What Syria Reveals About the Future of War

What Syria Reveals About the Future of War
Turkish troops secure the Bursayah hill, which separates the Kurdish-held enclave of Afrin from the Turkey-controlled town of Azaz, Syria, Jan. 28, 2018 (AP photo).

Week by week, month by month, the horrific war in Syria grinds on, killing combatants from many countries and, most tragic of all, Syrian civilians—the unintended or, in many cases, intended victims of the warring parties. As Liz Sly and Loveday Morris wrote recently in The Washington Post, “A war that began with peaceful protests against President Bashar al-Assad is rapidly descending into a global scramble for control over what remains of the broken country of Syria, risking a wider conflict. Under skies crowded by the warplanes of half a dozen countries, an assortment of factions backed by rival powers are battling one another in a dizzying array of combinations.”

It’s easy to look at the Syrian war as uniquely horrible, the catastrophic result of geography, Assad’s craven brutality, the spread of jihadism and its malignant ideology, and foreign intervention. But in reality Syria is emblematic, a frightening window into the future of war.
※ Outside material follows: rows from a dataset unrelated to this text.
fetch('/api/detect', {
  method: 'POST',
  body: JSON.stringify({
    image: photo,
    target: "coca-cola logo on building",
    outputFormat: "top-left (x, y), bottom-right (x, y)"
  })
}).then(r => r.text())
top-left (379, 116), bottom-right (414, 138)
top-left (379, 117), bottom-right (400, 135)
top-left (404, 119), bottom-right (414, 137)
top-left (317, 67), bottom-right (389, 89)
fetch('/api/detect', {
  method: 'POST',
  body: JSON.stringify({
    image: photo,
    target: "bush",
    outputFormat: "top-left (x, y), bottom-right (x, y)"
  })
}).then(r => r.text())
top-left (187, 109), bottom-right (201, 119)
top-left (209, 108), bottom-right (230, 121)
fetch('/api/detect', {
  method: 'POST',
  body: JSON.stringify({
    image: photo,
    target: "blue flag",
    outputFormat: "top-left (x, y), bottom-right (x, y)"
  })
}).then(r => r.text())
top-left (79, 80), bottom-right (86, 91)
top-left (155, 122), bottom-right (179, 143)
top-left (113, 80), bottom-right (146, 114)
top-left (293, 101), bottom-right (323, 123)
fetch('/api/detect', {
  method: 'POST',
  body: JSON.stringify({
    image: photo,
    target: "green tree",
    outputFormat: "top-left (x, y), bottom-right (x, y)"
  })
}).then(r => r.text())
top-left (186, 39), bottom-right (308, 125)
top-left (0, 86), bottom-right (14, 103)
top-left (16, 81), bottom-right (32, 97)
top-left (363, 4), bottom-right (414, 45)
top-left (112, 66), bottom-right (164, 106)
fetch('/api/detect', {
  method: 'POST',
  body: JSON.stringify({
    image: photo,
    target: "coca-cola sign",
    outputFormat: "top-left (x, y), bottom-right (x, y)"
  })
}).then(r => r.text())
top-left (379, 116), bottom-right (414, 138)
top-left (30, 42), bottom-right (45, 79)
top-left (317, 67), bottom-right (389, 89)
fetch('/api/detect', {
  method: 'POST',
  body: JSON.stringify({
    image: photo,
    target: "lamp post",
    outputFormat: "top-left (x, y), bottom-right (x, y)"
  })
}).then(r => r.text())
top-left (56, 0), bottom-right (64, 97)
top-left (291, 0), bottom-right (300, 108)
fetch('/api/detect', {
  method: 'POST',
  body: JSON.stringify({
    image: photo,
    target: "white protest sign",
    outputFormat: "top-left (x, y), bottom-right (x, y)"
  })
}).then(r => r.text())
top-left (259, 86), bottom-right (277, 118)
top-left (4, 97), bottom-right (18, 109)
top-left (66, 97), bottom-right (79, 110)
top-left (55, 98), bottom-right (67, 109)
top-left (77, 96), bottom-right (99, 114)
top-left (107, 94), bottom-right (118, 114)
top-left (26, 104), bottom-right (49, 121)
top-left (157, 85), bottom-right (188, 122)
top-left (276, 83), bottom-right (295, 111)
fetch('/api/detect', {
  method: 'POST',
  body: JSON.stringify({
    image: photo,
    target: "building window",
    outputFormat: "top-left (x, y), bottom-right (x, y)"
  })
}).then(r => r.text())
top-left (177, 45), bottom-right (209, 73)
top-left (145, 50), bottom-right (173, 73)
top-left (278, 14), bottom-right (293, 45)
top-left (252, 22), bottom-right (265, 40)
Security experts have worked for years to understand the changing character of war, recognizing that only by understanding it can the world find solutions, or at least ways to mitigate violence. Inspired by the complex conflicts in the Balkans that followed the breakup of Yugoslavia in the 1990s, British academic Mary Kaldor, for instance, described what she called the “new wars” that she believed would dominate the post-Cold War security environment. These conflicts, Kaldor argued, would be fought by shifting combinations of states and nonstate actors. They would be based on identity factors like ethnicity or religion, rather than political ideology. The combatants would use fear and terror to control the population. And the combatants would finance their efforts through predation and crime, leading to “war economies” that give the combatants a vested interest in keeping the violence going.